# A triangle has sides A, B, and C. The angle between sides A and B is (pi)/2 and the angle between sides B and C is pi/12. If side B has a length of 4, what is the area of the triangle?

Jan 4, 2018

$8 \tan \left(\frac{\pi}{12}\right) = 16 - 8 \sqrt{3} \approx 2.146$

#### Explanation:

From the given we know that:

Angle C has measure $\frac{\pi}{2}$ (so we have a right triangle).
Angle A has measure $\frac{\pi}{12}$.

We know that side b has length 4.

It's helpful to draw a right triangle with hypotenuse c, right angle C, and the rest of the given information filled in.

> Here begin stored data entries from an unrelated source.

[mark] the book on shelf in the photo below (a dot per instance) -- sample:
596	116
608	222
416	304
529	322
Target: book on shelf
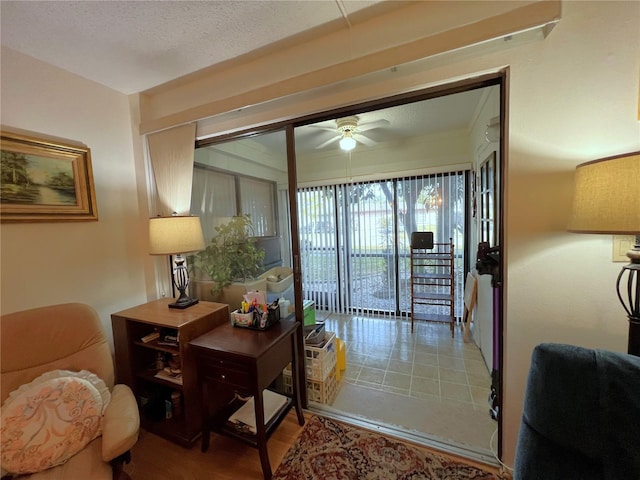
152	336
170	377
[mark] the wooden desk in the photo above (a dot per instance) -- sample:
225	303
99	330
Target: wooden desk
234	359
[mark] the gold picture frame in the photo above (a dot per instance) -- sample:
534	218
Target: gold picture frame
45	181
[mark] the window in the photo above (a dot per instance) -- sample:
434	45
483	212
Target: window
488	201
218	195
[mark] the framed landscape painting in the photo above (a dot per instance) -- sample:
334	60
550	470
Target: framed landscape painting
45	181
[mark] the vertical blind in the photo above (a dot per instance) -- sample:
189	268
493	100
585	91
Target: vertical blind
355	239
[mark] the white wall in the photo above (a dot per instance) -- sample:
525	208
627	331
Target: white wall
99	263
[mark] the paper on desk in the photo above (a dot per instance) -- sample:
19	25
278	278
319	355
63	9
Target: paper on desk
245	415
259	295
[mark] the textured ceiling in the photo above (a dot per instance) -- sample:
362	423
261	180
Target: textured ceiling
131	46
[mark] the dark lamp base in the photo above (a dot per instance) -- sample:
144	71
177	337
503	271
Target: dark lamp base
185	302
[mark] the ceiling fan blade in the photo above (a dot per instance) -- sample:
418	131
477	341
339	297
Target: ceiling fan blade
330	141
371	125
323	127
365	140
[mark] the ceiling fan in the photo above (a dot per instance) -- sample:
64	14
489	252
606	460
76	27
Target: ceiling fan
349	132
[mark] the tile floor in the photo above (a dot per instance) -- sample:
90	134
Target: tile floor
425	381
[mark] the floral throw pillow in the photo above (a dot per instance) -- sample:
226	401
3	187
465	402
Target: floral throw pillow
47	421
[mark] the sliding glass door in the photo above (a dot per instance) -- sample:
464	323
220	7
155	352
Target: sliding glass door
355	239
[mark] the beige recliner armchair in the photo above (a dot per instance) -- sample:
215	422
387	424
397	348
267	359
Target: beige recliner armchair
67	338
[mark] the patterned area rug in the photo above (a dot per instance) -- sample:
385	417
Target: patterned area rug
329	450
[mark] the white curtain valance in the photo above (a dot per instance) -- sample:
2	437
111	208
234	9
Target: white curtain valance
171	152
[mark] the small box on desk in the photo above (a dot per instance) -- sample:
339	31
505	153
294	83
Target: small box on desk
256	319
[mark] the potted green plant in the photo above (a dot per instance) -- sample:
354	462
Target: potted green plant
231	257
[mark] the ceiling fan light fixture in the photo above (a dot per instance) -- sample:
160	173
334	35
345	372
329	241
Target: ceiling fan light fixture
347	142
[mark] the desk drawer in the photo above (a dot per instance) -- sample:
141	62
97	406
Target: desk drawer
225	371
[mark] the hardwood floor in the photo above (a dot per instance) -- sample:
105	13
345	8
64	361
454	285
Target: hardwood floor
154	458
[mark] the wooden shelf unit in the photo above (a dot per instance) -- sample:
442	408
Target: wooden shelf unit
135	362
432	282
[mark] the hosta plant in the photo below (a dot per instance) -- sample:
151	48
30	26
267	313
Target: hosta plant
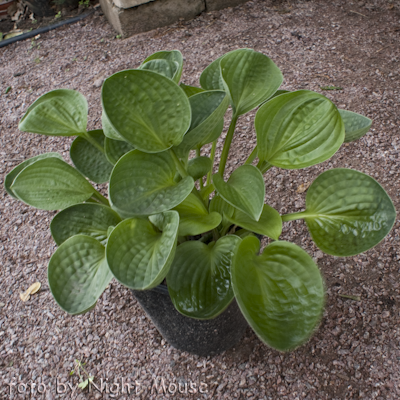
171	215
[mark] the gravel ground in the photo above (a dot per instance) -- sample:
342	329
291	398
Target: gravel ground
355	351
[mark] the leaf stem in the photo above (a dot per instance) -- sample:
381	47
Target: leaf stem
212	158
252	156
198	154
93	142
293	216
265	166
98	196
181	169
227	145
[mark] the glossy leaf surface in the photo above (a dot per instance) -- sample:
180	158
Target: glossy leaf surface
78	274
108	129
115	149
355	125
250	78
208	109
61	112
51	184
269	224
89	160
139	255
194	218
280	292
199	280
143	184
245	190
88	219
14	172
147	109
347	212
298	129
174	56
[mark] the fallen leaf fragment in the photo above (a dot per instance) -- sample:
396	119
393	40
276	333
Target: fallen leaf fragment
303	187
34	288
24	296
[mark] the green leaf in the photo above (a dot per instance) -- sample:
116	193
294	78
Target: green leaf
143	184
61	112
115	149
347	212
139	255
298	129
83	384
211	78
269	224
13	173
147	109
198	167
208	110
194	218
89	219
51	184
250	78
78	274
190	90
108	129
199	280
174	56
280	292
89	160
163	67
245	190
355	125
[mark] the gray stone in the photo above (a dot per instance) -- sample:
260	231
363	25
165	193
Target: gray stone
148	16
213	5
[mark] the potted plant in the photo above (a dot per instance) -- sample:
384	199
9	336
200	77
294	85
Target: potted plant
168	217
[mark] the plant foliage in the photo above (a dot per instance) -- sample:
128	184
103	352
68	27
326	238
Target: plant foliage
172	216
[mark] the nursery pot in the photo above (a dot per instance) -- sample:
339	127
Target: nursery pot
201	337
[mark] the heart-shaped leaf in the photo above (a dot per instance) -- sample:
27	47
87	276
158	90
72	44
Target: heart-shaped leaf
280	292
250	78
211	78
194	218
208	110
51	184
89	160
298	129
347	212
139	255
115	149
190	90
61	112
108	129
78	274
143	184
87	219
147	109
355	125
245	190
14	172
163	67
199	167
174	56
269	224
199	280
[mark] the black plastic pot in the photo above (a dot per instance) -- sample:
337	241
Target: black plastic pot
201	337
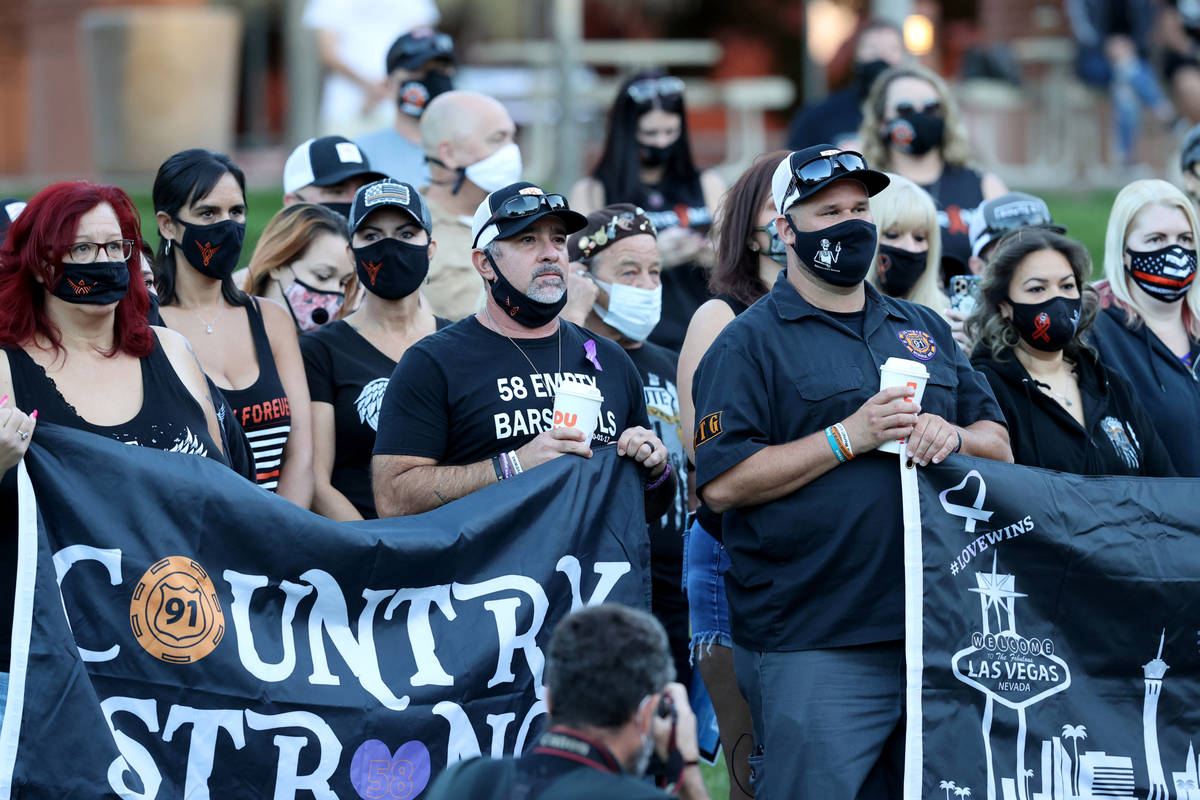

Since side b is adjacent to angle A we can use tangent to find side a.

$\tan \left(A\right) = \frac{a}{b}$

$\tan \left(\frac{\pi}{12}\right) = \frac{a}{4} \setminus \rightarrow a = 4 \tan \left(\frac{\pi}{12}\right)$.

Since $a$ and $b$ are the legs of the right triangle the area of the triangle is $\frac{1}{2} a \cdot b$ so the area is $\frac{1}{2} \cdot \left(4 \tan \left(\frac{\pi}{12}\right) \cdot 4\right) = 8 \tan \left(\frac{\pi}{12}\right) = 16 - 8 \sqrt{3} \approx 2.146$.

I used a calculator for the to numerical values.